ISDA survey: Footnote 88 and Market Fragmentation

18 December 2013

SEF compliance and the Footnote 88 interpretation are having an impact on the nature of trading and its volumes in the OTC derivatives markets. Liquidity has fragmented, more trades are being done bilaterally and via voice, and trading between US persons and non-US persons is disrupted.

Earlier this year, the US Commodity Futures Trading Commission (CFTC) required that swap execution facilities (SEFs) with temporary SEF registration status come into full compliance with all applicable SEF rules beginning on October 2, 2013.

Originally, those rules were thought to apply only to transactions that would be required to trade on a SEF. However, confusion over Footnote 88 and the definition of a US person have resulted in liquidity concerns from market participants.
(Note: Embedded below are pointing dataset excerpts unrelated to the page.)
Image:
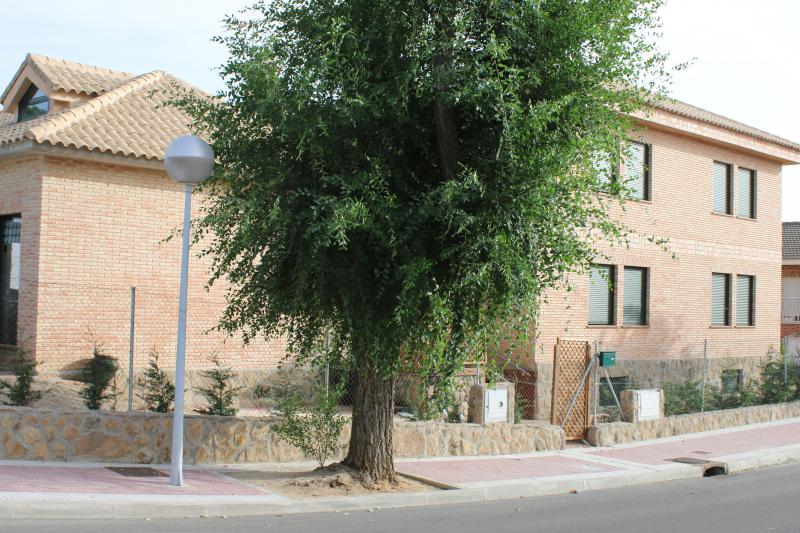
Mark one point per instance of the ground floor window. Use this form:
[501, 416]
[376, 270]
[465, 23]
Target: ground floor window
[10, 260]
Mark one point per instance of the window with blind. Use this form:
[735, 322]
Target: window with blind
[720, 299]
[745, 193]
[745, 300]
[637, 171]
[634, 308]
[601, 295]
[721, 194]
[10, 262]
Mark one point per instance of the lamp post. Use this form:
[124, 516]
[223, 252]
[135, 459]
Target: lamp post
[188, 160]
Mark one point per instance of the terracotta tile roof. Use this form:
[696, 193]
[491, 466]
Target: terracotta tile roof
[791, 240]
[702, 115]
[71, 77]
[127, 120]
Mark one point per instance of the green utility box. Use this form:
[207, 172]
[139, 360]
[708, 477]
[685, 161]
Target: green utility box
[608, 359]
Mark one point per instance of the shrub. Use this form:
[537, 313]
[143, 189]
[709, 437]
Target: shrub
[221, 394]
[20, 392]
[316, 432]
[682, 398]
[157, 391]
[98, 374]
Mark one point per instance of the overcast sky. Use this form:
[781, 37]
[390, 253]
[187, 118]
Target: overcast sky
[747, 64]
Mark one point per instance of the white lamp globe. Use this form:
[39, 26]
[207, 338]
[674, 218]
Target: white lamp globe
[189, 159]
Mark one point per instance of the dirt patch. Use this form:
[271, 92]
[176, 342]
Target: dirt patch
[332, 480]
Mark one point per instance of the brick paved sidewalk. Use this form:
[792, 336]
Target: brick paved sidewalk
[50, 479]
[636, 457]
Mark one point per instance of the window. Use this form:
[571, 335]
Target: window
[722, 188]
[745, 193]
[605, 397]
[601, 295]
[720, 299]
[745, 299]
[732, 380]
[34, 103]
[634, 306]
[10, 256]
[637, 170]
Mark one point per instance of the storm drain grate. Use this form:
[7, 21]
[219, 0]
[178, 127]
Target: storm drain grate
[136, 471]
[710, 468]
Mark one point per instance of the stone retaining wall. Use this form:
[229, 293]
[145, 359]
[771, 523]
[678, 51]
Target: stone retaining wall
[102, 436]
[621, 432]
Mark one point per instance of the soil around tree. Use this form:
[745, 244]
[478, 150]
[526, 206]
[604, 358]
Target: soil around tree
[333, 480]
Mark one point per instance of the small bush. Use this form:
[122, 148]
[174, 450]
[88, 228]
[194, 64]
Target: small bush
[157, 391]
[20, 392]
[221, 394]
[316, 432]
[681, 398]
[98, 374]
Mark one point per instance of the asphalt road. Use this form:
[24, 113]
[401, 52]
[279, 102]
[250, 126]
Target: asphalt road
[765, 500]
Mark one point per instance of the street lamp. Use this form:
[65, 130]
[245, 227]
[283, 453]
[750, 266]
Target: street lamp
[188, 160]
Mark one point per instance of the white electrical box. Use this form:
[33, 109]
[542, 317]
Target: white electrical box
[647, 403]
[495, 405]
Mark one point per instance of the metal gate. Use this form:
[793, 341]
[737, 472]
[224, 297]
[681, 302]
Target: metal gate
[570, 361]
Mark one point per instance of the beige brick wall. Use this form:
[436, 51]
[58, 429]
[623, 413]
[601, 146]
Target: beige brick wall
[20, 192]
[680, 289]
[102, 232]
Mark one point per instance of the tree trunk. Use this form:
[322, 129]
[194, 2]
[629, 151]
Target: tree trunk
[370, 450]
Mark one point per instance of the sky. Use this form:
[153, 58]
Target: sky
[746, 55]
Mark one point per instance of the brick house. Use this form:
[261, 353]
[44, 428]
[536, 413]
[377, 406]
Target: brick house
[85, 207]
[712, 186]
[790, 287]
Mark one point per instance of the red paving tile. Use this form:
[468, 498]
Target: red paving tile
[471, 471]
[733, 443]
[95, 480]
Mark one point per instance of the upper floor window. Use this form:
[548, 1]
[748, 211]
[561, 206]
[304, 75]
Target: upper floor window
[745, 193]
[720, 299]
[745, 300]
[601, 295]
[636, 170]
[721, 195]
[634, 308]
[34, 103]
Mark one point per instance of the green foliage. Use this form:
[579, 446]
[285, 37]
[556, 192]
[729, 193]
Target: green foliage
[220, 394]
[158, 391]
[98, 375]
[408, 176]
[683, 397]
[315, 432]
[21, 392]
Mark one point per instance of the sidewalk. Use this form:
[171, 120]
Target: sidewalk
[29, 489]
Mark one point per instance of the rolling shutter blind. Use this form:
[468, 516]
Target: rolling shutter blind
[721, 189]
[636, 170]
[602, 168]
[601, 295]
[744, 193]
[744, 300]
[720, 288]
[634, 310]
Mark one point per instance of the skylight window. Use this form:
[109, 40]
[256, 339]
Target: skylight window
[33, 104]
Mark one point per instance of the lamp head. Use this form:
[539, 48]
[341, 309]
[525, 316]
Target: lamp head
[189, 159]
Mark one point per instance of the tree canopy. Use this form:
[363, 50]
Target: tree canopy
[405, 177]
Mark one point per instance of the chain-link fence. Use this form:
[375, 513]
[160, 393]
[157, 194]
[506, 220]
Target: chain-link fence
[699, 384]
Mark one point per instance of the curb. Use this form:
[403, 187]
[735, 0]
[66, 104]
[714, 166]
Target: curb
[109, 506]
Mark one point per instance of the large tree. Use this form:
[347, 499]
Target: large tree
[404, 177]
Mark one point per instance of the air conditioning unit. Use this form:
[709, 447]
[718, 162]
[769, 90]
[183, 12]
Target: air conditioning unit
[647, 404]
[495, 407]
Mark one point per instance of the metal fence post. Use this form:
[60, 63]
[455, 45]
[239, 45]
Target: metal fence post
[705, 372]
[130, 356]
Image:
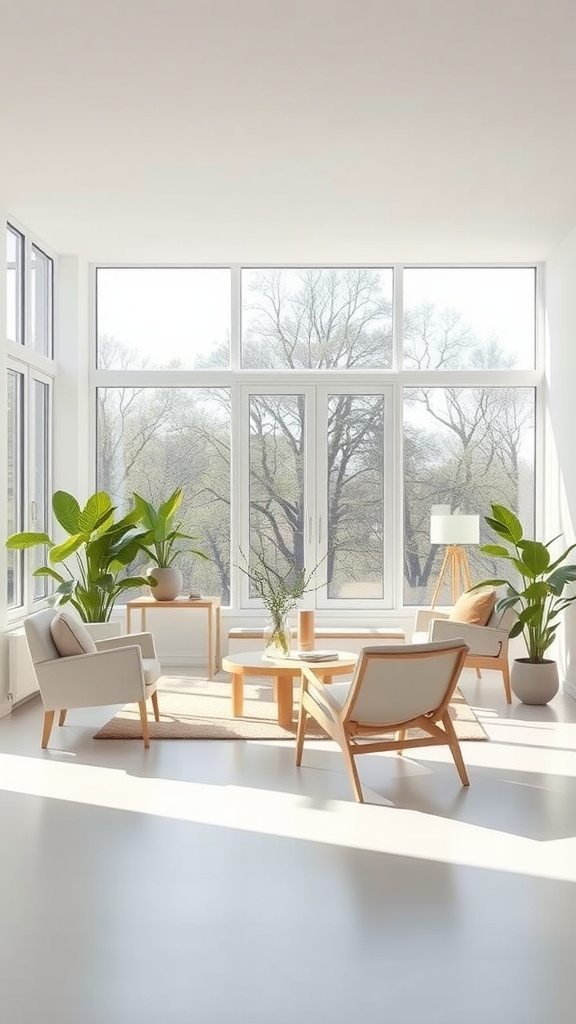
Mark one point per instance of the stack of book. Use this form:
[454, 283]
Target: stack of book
[316, 655]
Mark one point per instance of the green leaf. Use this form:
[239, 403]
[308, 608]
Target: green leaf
[62, 551]
[505, 523]
[67, 511]
[145, 510]
[97, 506]
[561, 577]
[535, 556]
[21, 541]
[46, 570]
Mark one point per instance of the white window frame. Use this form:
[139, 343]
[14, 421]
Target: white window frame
[392, 382]
[31, 375]
[23, 358]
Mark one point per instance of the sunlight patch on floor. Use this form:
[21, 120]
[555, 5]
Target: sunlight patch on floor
[313, 818]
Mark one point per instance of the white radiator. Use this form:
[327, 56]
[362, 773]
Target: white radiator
[22, 679]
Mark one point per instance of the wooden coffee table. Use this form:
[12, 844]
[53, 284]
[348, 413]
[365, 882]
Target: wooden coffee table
[282, 671]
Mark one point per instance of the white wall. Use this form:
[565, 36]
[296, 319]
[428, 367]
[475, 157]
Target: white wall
[561, 446]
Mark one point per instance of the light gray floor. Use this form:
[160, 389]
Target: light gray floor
[213, 882]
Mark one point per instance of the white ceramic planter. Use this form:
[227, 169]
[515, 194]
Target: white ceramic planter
[534, 682]
[169, 583]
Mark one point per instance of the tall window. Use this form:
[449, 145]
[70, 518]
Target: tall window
[41, 302]
[154, 439]
[306, 423]
[14, 285]
[15, 484]
[30, 377]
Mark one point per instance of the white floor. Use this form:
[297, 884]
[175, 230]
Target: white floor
[214, 882]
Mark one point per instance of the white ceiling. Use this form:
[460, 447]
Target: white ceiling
[317, 130]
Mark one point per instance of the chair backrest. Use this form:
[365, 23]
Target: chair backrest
[502, 620]
[398, 683]
[40, 643]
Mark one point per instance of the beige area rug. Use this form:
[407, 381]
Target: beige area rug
[197, 709]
Footnote 88 states that "a facility would be required to register as a SEF if it operates in a manner that meets the SEF definition even though it only executes or trades swaps that are not subject to the trade execution mandate." This means that the SEF rules would apply to any transaction the SEF offered, whether or not that transaction is mandated to trade on a SEF.

These concerns prompted ISDA to conduct the SEF Market Fragmentation Survey to obtain a clear picture of potential market disruption or fragmentation resulting from SEF rule implementation.